The odds ratio overestimates PR when the outcome is common. The table
below illustrates this for the smoking predictor in the
birthwt example:
OR <- exp(coef(fit_glm)["smokeSmoker"])
PR <- coef(res_cond)["smokeSmoker"]
data.frame(
Measure = c("Odds Ratio (logistic)", "Prevalence Ratio (conditional)",
"Prevalence Ratio (marginal)"),
Estimate = round(c(OR, PR, coef(res_marg)["smokeSmoker"]), 3)
)
#> Measure Estimate
#> 1 Odds Ratio (logistic) 2.794
#> 2 Prevalence Ratio (conditional) 2.285
#> 3 Prevalence Ratio (marginal) 1.808With a 31% baseline prevalence the OR (2.79) substantially overstates the PR (2.29).
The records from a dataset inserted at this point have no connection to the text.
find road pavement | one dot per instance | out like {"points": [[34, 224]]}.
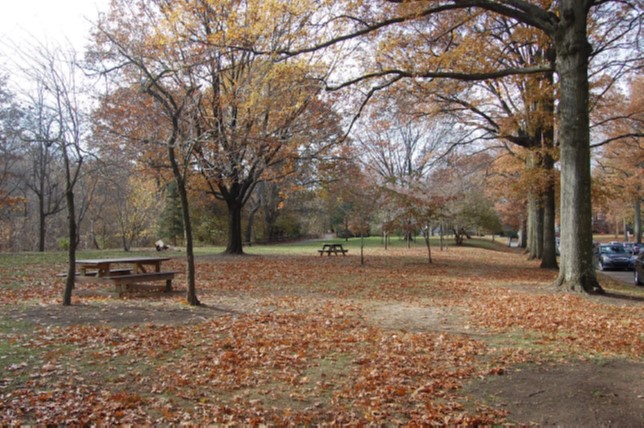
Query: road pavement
{"points": [[625, 276]]}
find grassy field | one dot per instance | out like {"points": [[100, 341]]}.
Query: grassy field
{"points": [[285, 336]]}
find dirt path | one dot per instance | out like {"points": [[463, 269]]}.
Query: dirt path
{"points": [[606, 393]]}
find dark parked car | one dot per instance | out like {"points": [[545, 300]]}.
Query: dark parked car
{"points": [[612, 256], [638, 274], [632, 248]]}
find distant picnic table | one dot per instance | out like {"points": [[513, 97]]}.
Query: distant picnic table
{"points": [[333, 248], [127, 273]]}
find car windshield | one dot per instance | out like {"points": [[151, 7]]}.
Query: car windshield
{"points": [[613, 249]]}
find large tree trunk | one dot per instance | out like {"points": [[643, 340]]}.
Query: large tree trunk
{"points": [[71, 224], [637, 221], [549, 254], [572, 48], [234, 227], [191, 294]]}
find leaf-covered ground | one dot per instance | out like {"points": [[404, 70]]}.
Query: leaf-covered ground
{"points": [[302, 339]]}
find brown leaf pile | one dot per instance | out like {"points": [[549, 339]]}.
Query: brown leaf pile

For predictor \(X_j\) (binary), the adjusted PR is:
\[ \widehat{PR}_j = \frac{\operatorname{expit}(\hat\beta_0 + \hat\beta_j + \sum_{k \neq j} \hat\beta_k r_k)} {\operatorname{expit}(\hat\beta_0 + \sum_{k \neq j} \hat\beta_k r_k)} \]
where \(r_k\) is the reference value of covariate \(k\) (0 for binary/dummy predictors; sample median or mean for continuous predictors).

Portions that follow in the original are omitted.